My favorite part was when he was trying to change a diaper and couldn't get the Velcro to stick, while trying get the exact time written down on his log sheet, along with the reason for crying and how he got the baby to stop, all while this plastic doll was wailing...
Baby quiet, logs filled, he went onto his iPad.
Moments later the baby was hungry and he tried feeding it with one hand and playing Madden 25 with the other. Eventually he managed to finagle a precarious setup without even the use of duct tape, supporting the bottle on the dolls tummy, so he would not need to handle it himself.
For one instant, he had that look of a proud dad...
Been there, done that.
Baby quiet for another hour and a half, Stephen began to get spoiled.
Soon he was changing and feeding, burping and feeding this silicon minded, baby formed scholastic lesson again...
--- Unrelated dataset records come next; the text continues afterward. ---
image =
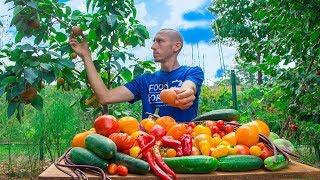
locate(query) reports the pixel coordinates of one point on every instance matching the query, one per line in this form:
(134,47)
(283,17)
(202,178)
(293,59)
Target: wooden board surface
(294,171)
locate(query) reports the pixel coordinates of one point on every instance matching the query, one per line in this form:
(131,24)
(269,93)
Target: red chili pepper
(157,170)
(186,142)
(160,162)
(179,151)
(146,142)
(168,141)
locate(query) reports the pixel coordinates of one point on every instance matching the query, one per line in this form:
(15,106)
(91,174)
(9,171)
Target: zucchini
(223,114)
(102,146)
(135,166)
(274,163)
(82,156)
(238,163)
(192,164)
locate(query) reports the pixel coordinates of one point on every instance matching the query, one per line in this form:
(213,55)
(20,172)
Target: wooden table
(294,171)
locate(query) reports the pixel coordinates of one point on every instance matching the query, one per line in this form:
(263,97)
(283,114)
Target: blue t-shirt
(147,88)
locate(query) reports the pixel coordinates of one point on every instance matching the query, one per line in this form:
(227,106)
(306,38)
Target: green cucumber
(82,156)
(238,163)
(192,164)
(274,163)
(223,114)
(135,166)
(102,146)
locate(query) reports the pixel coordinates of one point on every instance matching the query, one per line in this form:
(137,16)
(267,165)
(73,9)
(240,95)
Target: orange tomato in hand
(106,125)
(128,124)
(177,131)
(247,135)
(166,122)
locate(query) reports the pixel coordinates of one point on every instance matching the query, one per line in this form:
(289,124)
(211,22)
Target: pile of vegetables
(160,144)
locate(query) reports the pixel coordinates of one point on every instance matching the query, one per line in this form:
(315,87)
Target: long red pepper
(156,169)
(168,141)
(160,162)
(186,142)
(146,142)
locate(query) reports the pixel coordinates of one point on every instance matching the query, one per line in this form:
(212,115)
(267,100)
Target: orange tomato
(242,149)
(147,124)
(263,128)
(219,151)
(177,131)
(171,153)
(247,135)
(200,129)
(202,137)
(166,122)
(128,124)
(231,138)
(79,139)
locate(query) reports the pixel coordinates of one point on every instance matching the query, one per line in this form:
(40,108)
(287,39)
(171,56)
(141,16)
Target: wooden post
(234,90)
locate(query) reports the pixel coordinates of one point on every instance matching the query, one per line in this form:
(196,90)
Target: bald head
(174,35)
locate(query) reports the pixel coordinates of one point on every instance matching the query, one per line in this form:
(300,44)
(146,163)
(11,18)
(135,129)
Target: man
(147,87)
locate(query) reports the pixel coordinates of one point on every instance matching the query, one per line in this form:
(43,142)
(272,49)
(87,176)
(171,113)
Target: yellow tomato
(128,124)
(134,151)
(231,138)
(204,147)
(200,129)
(220,151)
(255,150)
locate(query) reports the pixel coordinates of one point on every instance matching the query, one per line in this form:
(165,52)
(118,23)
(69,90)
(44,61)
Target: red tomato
(266,152)
(192,124)
(158,131)
(228,128)
(242,149)
(112,169)
(122,170)
(215,129)
(122,140)
(220,124)
(261,145)
(222,133)
(106,125)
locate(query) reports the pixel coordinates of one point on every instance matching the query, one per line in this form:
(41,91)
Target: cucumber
(239,163)
(274,163)
(192,164)
(82,156)
(102,146)
(135,166)
(223,114)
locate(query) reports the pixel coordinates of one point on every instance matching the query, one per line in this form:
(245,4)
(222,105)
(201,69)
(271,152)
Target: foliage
(41,53)
(279,39)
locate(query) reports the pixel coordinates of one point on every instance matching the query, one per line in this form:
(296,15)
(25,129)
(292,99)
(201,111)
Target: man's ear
(177,46)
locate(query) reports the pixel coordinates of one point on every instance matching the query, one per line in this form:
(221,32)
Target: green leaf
(92,35)
(8,80)
(61,37)
(18,37)
(45,66)
(111,20)
(67,63)
(126,74)
(37,103)
(2,90)
(30,75)
(11,109)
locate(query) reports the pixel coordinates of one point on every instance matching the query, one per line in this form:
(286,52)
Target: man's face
(162,47)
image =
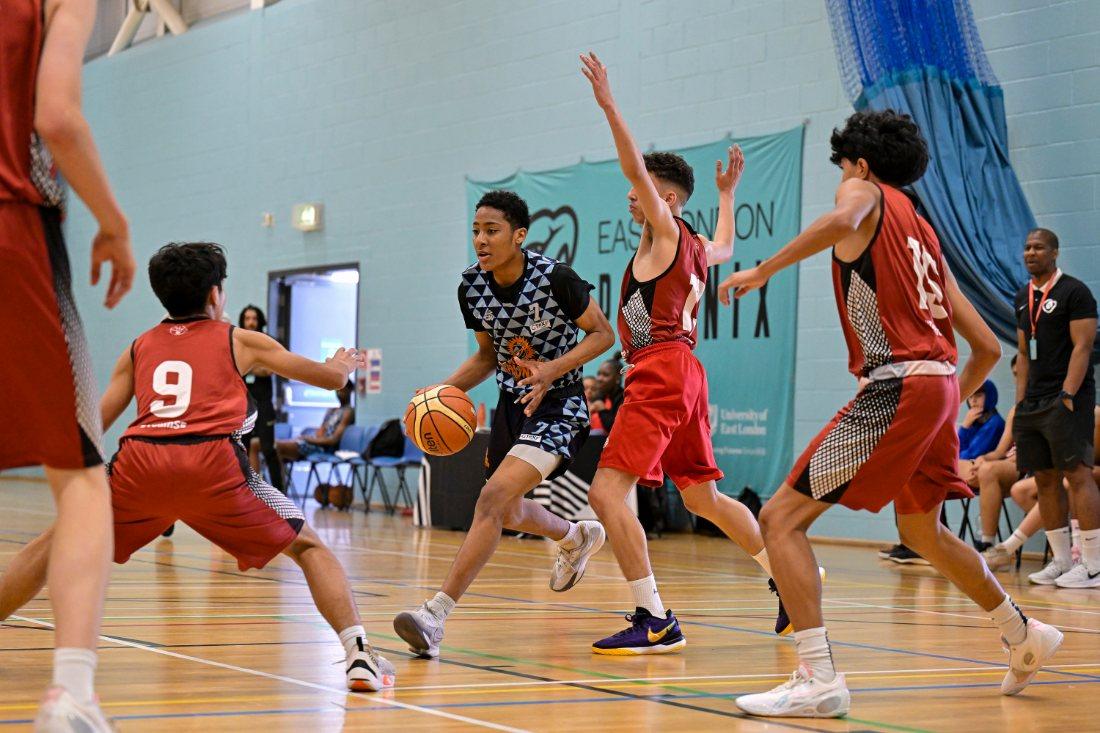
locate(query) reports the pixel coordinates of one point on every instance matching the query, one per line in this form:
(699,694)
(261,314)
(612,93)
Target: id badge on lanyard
(1035,312)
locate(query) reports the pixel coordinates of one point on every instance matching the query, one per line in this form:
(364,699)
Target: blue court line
(516,703)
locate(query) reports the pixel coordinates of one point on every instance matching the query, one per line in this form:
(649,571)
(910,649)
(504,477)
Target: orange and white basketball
(440,419)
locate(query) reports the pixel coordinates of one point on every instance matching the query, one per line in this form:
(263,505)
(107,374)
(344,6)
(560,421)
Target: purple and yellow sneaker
(647,634)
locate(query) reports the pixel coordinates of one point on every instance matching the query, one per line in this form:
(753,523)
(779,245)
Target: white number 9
(182,389)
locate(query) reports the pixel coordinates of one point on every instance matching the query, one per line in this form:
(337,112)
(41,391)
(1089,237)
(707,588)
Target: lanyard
(1035,310)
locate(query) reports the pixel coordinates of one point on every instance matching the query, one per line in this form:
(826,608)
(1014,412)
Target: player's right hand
(596,73)
(113,247)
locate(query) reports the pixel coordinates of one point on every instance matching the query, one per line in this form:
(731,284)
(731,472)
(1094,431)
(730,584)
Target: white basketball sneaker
(1079,576)
(1030,655)
(59,712)
(421,630)
(1051,573)
(801,697)
(367,670)
(569,566)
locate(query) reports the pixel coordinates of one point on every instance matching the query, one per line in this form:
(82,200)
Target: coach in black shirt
(1056,323)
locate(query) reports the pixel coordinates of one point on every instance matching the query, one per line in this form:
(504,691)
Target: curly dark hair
(183,273)
(261,318)
(889,141)
(673,170)
(510,205)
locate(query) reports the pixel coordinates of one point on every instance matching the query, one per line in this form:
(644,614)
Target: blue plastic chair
(411,457)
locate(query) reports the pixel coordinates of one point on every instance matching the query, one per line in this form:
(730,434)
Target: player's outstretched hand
(348,359)
(540,376)
(726,181)
(743,282)
(113,247)
(596,74)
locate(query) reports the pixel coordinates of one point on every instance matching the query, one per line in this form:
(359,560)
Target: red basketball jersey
(186,382)
(664,308)
(21,35)
(893,298)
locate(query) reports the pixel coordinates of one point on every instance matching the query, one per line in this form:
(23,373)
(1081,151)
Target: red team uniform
(47,391)
(663,426)
(182,458)
(895,440)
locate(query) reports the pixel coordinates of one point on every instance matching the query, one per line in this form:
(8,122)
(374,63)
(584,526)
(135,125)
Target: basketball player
(895,440)
(47,398)
(183,459)
(663,425)
(526,312)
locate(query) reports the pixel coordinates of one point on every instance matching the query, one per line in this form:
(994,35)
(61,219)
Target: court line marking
(292,680)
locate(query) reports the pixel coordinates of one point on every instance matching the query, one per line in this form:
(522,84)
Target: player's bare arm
(1082,334)
(597,338)
(856,200)
(255,349)
(119,392)
(985,348)
(477,368)
(63,128)
(721,249)
(662,227)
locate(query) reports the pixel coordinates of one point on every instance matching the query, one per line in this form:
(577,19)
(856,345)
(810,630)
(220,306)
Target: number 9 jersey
(186,382)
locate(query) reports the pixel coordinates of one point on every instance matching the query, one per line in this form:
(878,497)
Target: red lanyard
(1035,310)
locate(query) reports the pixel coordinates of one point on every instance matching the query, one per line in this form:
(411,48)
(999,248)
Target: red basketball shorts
(663,425)
(208,487)
(48,403)
(894,441)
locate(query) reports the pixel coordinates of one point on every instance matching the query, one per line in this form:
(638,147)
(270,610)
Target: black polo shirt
(1069,299)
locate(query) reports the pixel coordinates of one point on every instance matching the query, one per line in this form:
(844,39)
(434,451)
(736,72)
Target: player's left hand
(726,181)
(743,282)
(539,378)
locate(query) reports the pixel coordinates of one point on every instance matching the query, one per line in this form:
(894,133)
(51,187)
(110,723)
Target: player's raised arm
(119,391)
(855,200)
(253,349)
(477,368)
(658,215)
(722,248)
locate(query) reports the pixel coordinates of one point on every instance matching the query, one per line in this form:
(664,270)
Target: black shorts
(559,427)
(1051,436)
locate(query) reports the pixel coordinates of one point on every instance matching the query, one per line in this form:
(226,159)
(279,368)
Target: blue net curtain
(924,57)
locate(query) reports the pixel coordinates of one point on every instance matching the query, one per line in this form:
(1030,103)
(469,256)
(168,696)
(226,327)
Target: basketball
(440,419)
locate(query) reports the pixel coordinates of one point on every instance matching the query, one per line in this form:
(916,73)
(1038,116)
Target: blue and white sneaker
(647,634)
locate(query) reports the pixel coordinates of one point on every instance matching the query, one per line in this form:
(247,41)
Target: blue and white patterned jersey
(532,318)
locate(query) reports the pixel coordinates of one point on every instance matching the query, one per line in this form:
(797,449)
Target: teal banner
(579,216)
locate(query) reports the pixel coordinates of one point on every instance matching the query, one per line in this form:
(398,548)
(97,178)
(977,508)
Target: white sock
(646,595)
(351,637)
(761,559)
(75,669)
(441,604)
(1014,542)
(1090,549)
(1059,545)
(572,538)
(812,645)
(1011,621)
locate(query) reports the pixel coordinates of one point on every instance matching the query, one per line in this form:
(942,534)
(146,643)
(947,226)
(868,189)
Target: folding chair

" I hate how it makes that sound when it eats. It drives me crazy"...
I'm thinking " It's eating, not crying and programmed to sleep for over an hour. That is parent heaven"
But I didn't say that...
Yes I did...
My Wonderful Wife and I eerily reminisced about those long past continuous and successive nights of nearly constant colicky crying, and being completely unable to stop the cause, or even console our cantankerous bundle of discontent. We looked into each other's eyes and saw the relief that those days are gone and done, and that somehow, together we all made it thru...
As we turned our heads back towards present day parenting, for one brief moment, we caught sight of each other's eyes again. It was nearly imperceptible , but it was there, in both of us....
An inexplicable and strange sadness of missing it...
Somewhere between The Big Bang Theory and NCIS, my son did something out of character. He picked up the baby, cradled it in his arms and fed it like a regular person would...
He ignored the programmed feeding sounds and for twenty or thirty minutes looked like any dad might, sitting in a recliner, feeding his baby and watching TV...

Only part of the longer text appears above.